I've decided to document my experience with trinity in case developers are
saying to themselves - we've created the best DE ever and few are
useing it - don't they know how good it is?
Hopefully this reply will help improve the interaction between the
developers and the end users because without some improvement this fork
will go
the same way as most of the others - into a back water.
<snip>
Thank you for your detailed input! I apologise for not pointing directly
to Slavek's packages (
https://quickbuild.pearsoncomputing.net/~slavek-banko/+archive/axis for
the record ); it was late at night and I didn't have the link handy at the
time.
As you probably found out, the last LiveCD was released a while ago on a
somewhat unstable Ubuntu version (non-LTS). This is being worked on; in
fact I am only waiting on LibreOffice 3.6 to be released before I should
be able to generate a new (less buggy) LiveCD with TDE installed.

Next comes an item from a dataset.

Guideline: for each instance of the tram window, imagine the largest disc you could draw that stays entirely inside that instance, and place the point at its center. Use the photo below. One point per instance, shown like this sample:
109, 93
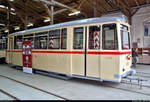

The information on kgtk is helpful. This package will likely be removed
from the installation metapackages in the future (
http://bugs.pearsoncomputing.net/show_bug.cgi?id=1078 ).
One of the most frustrating things about our current 3.5.13 release is the
persistent sudo problem. This has been fixed for R14.0, but the fix
relies on new technology in Ubuntu that is not present in the oldest
supported Ubuntu releases for TDE 3.5.13. There are other problems with
3.5.13 that cannot really be fixed with an SRU, which is the primary
reason I (and many other developers here) have been concentrating on R14
and getting it out the door as quickly as possible without sacrificing
quality.
Tim
Hi Tim
The one thing I realise is that to progress I really do need to bypass ubuntu
and consider installing Debian directly and things should be more stable
thereafter - after the learning curve. Though, I'll also watch out for the next
live CD. I'll also try some of the other suggestions.
I look forward to using Trinity soon....ish !!
Thanks
Thanks to everyone else who gave advice.